Later on Tuesday Indian Army in its official statement said, “Indian and Chinese troops have disengaged at the Galwan area where they had earlier clashed on the night of 15/16 June 2020. 17 Indian troops who were critically injured in the line of duty at the stand off location and exposed to sub-zero temperatures in the high altitude terrain have succumbed to their injuries, taking the total that were killed in action to 20.”
“Indian Army is firmly committed to protect the territorial integrity and sovereignty of the nation,” it added. There is no official confirmation on the number of injuries on the Indian side.
In a statement released on Tuesday afternoon, the Indian Army said that three Indians – a colonel and two soldiers – were killed. Indian military sources also revealed that no firing happened during the dispute as it was a hand-to-hand fight.
“During the de-escalation process underway in the Galwan Valley, a violent face-off took place yesterday night with casualties. The loss of lives on the Indian side includes an officer and two soldiers. Senior military officials of the two sides are currently meeting at the venue to defuse the situation,” the Army’s statement said.
It was the fourth skirmish between Indian and Chinese forces after the two witnessed sparks in three places in Ladakh and Assam, a month ago. As per the reports, in April the Chinese People’s Liberation Army (PLA) took control of a series of remote border posts along the disputed frontier, known as the Line of Actual Control (LAC). The incident led to quick and heavy troop deployment on both the sides of the LAC. As troops got posted, both the sides fought with each other in fistfights twice in May, at Pangong lake, in Ladakh, and at Naku La in Sikkim, leading to serious injuries on both sides. Lieutenant-General H.S. Panag, a former head of the Indian army’s northern command told the Economist that they the PLA tried to grab around 40 to 60 square kilometres of territory that India claims to be its own.
On the other hand, Chinese new agency, the Global Times reported that the Chinese foreign ministry accused India of carrying out “provocative attacks” on Chinese soldiers after “illegally crossing” the border. “China and Indian side agreed to resolve the bilateral issues through dialogue to ease the border situation and maintain peace and tranquility in border areas,” it mentioned .

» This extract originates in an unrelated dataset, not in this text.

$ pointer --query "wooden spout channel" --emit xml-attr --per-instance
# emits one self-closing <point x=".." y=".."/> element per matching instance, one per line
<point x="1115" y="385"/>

ANI reported that Army Generals and diplomats of both the nations were having a discuss to ease off the tension. Both the nations expressed willingness to deescalate the issue. Responding to the India-China border row, US said that it was ‘closely monitoring’ the situation. A senior US state department official said that Washington hoped that Delhi and Beijing were able to peacefully resolve the matter.